All these problems conventional social media has are soluble with federated social media. Admittedly, the vast majority of users do not run their own instance and use other people’s instances, thus reintroducing some of these problems; however, as mentioned earlier, the decentralized aspect of the network as a whole means that any damage is much more limited than it is in a centralized platform. Running your own instance eliminates even that risk. So why doesn’t everyone run their own instance?
One issue, of course, is cost: web hosting costs money, whereas joining someone else’s instance is free. Even if you host a server from home, you still have to purchase a domain name, which again is more expensive. At worst, though, you’re only talking about a few dollars a month for a simple installation. The biggest issue is that the Fediverse software is complicated to install, to the extent that I spent almost two full days this week working on installing Mastodon only to still be flustered by errors. I also tried installing Pleroma but had the same issues. At the end of the second day I decided to just use the one-click install option provided by the Mastodon developer team on Digital Ocean, and that was installed and working within a few minutes.

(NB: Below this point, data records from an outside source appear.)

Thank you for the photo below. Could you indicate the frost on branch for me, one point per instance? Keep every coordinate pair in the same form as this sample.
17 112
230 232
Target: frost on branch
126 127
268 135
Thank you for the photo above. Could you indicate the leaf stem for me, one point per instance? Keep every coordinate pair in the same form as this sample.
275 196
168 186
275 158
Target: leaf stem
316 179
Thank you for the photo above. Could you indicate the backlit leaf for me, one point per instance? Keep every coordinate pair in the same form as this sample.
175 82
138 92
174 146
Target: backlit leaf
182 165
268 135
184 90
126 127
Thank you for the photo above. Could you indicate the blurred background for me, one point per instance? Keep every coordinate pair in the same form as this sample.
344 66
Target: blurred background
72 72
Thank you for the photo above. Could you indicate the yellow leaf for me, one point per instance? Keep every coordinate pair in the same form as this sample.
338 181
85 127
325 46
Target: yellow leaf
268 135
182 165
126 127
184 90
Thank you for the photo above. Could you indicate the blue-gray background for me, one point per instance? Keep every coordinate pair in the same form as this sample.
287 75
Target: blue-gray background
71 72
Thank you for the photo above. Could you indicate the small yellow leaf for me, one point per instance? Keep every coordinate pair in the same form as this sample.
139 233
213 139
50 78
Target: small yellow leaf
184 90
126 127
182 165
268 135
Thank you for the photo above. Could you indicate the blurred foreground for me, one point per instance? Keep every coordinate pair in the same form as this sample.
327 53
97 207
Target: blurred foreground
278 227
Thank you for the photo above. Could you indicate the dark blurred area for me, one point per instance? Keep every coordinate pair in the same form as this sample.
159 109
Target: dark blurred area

It is fortunate that there even is a one-click install option, seeing as it was only released in April 2019, which was less than a year ago. This is an excellent example of the leap in user-friendliness that is required for the hosting of Fediverse servers, and full decentralization, to achieve mass adoption. While I am grateful that the Mastodon one-click installation is available, far more work needs to be done to achieve the goal of a decentralized web. For one, if a one-click installation were made that could be used on any platform, rather than only Digital Ocean, that would be more convenient and resilient. Secondly, Mastodon is the only Fediverse software that has a one-click installation. If similarly user-friendly one-click installations could be created for Pleroma, Peertube, and PixelFed, among others, it would go a long way towards making the Fediverse a more diverse and colorful place.

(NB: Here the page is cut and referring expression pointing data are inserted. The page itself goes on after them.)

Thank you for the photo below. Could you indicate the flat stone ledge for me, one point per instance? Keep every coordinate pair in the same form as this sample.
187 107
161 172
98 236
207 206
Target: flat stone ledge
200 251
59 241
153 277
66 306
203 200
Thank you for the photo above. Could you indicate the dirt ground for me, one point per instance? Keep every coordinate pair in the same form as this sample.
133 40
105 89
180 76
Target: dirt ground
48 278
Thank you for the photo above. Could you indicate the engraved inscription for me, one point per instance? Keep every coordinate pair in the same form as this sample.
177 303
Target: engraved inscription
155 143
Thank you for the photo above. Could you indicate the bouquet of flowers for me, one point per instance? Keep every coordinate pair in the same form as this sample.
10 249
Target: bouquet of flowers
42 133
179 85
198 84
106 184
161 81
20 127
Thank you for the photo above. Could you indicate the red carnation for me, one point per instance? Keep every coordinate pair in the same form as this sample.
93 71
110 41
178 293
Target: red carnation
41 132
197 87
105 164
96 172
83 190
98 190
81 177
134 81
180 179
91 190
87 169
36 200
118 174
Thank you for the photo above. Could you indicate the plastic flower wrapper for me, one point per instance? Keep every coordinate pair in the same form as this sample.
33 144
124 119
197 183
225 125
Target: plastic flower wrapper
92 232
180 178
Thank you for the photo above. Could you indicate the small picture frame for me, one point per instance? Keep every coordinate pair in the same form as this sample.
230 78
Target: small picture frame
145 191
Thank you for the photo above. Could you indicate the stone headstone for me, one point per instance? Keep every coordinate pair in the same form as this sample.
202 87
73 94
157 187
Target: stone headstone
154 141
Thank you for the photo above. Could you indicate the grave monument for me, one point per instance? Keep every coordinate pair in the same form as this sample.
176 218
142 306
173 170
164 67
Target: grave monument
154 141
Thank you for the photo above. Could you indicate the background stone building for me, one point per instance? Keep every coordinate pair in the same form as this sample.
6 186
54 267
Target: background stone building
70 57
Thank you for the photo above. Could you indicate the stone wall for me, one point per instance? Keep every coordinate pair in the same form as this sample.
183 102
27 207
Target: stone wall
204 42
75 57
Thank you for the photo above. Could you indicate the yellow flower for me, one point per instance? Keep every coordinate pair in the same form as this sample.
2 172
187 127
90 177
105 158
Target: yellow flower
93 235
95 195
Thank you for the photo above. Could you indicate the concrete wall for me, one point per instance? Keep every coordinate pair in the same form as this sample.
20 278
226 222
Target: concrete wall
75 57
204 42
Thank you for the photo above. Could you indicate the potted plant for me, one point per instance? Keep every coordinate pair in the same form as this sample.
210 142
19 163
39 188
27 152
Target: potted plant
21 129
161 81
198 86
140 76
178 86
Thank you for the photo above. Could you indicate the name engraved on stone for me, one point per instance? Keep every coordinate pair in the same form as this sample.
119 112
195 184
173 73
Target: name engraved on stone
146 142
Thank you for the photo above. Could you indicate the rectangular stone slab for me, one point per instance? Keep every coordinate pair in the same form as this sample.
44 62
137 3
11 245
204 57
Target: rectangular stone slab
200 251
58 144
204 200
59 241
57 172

Happily for me in my case, I’ve read that not only text but photos and video can be sent on toots (the equivalent to tweets) over Mastodon. Thus far I have only set up the server and set my header image to be the same as this blog: Ivan Aivazovsky’s 1850 painting The Ninth Wave. The display name has been changed to “Adamas Nemesis” (from adamasnemesis). My user name on my instance social.adamasnemesis.com is adamasnemesis, thus my address is @adamasnemesis@social.adamasnemesis.com. A bit long perhaps but easy enough to remember.

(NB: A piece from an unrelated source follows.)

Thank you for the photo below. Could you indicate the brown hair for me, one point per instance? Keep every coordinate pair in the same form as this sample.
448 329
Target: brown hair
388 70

Thus far I have sent out no toots, followed no other accounts, or put in a server description, so I don’t have anything to say about those features, but so far I really like the software and my personal instance setup. One interesting thing I found is that a working email server is not necessarily required if it is a single-user instance; the user name you input during the installation process and the auto-generated password work fine right out of the box, so to speak. The only downside is that you have to be fine with using the auto-generated password as Mastodon appears to need to send out an email to change it. I will continue to play around with the software, and if it works out it will be very useful for promoting my blog posts across a much broader swath of the Internet and for shorter content that doesn’t rate a full blog post. However my journey as a babe in the woods of Mastodon turns out, I’m sure it will be very interesting.